A couple of days ago i attended an SGI event to discuss SGI's directions and involvement in Linux systems. They are planning to sell Intel-based machines running Linux, with the SGI logo stamped on the box. They weren't very clear about the migration path they expect IRIX software to take, but they do seem to be very enthusiastic about Linux in general. They plan to contribute some big chunks of IRIX operating system technology to the Linux open-source effort, such as their journalling filesystem, XFS, and improvements to the TCP/IP stack which they claim can enhance web server performance by up to 10 times. IRIX 6.5 is under C2 evaluation, and Trusted IRIX 6.5 is under B1 evaluation.
I went to a session on "security in Linux" that morning, which was led by Casey Schaufler <casey@sgi.com>. He is leading the Linux security development effort, which includes plans to provide the TCB Definition and Audit Trail required for C2, and the Mandatory Access Control and Access Control List features required for B1 -- and "capabilities".
Of course, the mention of "capabilities" caught my attention immediately. It became clear that what he was talking about was not our understood meaning of "capability-based security" but rather "POSIX 1.e capabilities", which are really "privileges" but somehow got misnamed "capabilities" along the way (how awful!). Much to my dismay, i have discovered that the terminology collision is rampant, as in these documents:
"Capabilities done right" (Linux kernel mailing list) http://www.uwsg.indiana.edu/hypermail/linux/kernel/9905.2/0019.html
POSIX 1.e Summary
http://www.guug.de/~winni/posix.1e/
Casey told me that IRIX has had "capabilities" for some time, and this feature was announced as "capabilities" in IRIX 6.5:
"IRIX 6.5 Security Features", SGI Security Advisory http://csclub.stthomas.edu/~bugtraq/1999/msg00416.html
It was encouraging to see the following document start out by clearly defining the difference between capabilities and privileges -- but then it goes on to ignore its definition and call POSIX privileges "capabilities".
Linux Capability FAQ
http://www.uwsg.indiana.edu/hypermail/linux/kernel/9808.1/0643.html
ftp://ftp.guardian.no/pub/free/linux/capabilities/capfaq.txt
Similarly, the feature is entitled "linux-privs" by the following documentation -- but called "capabilities" throughout.
Linux-Privs Documentation
http://www.kernel.org/pub/linux/libs/security/linux-privs/doc/linux-privs.html/linux-privs-1.html
The library is called "libcap", and many of the symbols and constants start with "cap" or "CAP_".
A quick look at the linux-kernel mailing list shows lots and lots of messages about "capabilities".
http://www.progressive-comp.com/Lists/?l=linux-kernel&s=Capabilities+morgan
I went up to chat with Casey after his presentation, and discuss capabilities vs. privileges with him. Summary:
My conclusion is that he probably "got it" but that he's not as enthusiastic about the benefits of capabilities as we are; and he does think that ACLs and POSIX privileges "can work", so it's okay to go ahead that way. His colleague said that it sounded "weird" to be able to define your own security behaviour in terms of object behaviour -- but he definitely looked interested, and he had an encouragingly thoughtful expression on his face.

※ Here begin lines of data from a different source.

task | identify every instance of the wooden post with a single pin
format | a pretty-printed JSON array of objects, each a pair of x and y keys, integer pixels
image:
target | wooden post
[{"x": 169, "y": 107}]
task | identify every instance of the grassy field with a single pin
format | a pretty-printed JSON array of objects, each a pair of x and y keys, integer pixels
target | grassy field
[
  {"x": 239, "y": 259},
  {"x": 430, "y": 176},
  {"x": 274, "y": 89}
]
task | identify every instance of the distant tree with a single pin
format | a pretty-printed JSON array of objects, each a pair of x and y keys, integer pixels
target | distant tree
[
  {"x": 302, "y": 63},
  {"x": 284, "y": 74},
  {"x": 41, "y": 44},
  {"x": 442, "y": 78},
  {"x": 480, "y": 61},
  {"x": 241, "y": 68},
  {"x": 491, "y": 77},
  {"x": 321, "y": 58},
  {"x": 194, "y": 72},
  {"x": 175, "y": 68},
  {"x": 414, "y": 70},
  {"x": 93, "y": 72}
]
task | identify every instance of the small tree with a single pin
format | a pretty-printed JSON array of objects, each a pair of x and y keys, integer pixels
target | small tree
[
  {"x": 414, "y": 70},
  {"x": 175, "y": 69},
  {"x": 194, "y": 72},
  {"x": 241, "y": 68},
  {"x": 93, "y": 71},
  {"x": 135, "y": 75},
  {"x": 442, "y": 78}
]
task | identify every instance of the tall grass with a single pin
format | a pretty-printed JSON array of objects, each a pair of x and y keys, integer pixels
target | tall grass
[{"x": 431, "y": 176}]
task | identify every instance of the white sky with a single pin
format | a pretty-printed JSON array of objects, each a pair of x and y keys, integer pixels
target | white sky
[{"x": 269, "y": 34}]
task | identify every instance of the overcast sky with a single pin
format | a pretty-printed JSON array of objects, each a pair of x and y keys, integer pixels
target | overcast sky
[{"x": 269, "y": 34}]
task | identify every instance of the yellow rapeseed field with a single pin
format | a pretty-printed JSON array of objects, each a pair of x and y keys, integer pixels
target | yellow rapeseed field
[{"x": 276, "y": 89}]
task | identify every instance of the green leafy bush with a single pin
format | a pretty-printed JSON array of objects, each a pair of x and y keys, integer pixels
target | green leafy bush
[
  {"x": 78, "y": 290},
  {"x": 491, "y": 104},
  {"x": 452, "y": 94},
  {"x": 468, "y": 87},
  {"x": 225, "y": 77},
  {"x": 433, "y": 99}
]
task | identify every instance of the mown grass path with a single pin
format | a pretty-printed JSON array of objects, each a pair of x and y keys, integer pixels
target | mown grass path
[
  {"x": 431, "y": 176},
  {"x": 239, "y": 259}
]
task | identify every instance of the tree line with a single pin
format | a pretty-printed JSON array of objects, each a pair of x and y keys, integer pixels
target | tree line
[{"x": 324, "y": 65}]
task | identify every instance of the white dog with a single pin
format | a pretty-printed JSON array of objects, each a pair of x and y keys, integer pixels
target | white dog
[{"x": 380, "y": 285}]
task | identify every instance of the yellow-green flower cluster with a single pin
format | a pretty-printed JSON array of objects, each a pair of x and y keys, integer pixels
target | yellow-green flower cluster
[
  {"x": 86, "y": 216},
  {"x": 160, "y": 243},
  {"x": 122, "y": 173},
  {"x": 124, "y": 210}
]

Casey seemed very open-minded and knowledgeable in general; he was quite happy to argue with me, and even said "hey, we need some security guys" (when i said, "even though i'd just argue with you?" he responded "all the better"). He had not heard of EROS, E, or KeyKOS before. I am planning to send him some references (please suggest some good ones, and a good way to present them!) At one point during his talk he mentioned that there exists an A1-level (mathematically-proven) operating system out there, which surprised me because i thought that EROS was the only one; he cited SCOMP.
Hmm. Perhaps an implementation of the confused deputy using POSIX privileges would convince him and the Linux-kernel folk. I don't know how they would solve the problem starting from where they are now, though. Maybe it's even impossible without starting over.
So... how to proceed? We have a potentially huge terminology battle on our hands. I'm guessing that some of you (Jonathan? Norm?) already know about POSIX 1.e privileges/"capabilities". Did you know of the extent of the terminology leakage? It would appear to be more serious now that the Linux people and the SGI security people are both using this term, and that they seem to be the only ones really working on a major operating system security effort in the limelight these days. I think it's important to stay in touch with Casey.
Do we even need a new word for "capability"?
"Don't worry about people stealing an idea. If it's original, you'll have to jam it down their throats."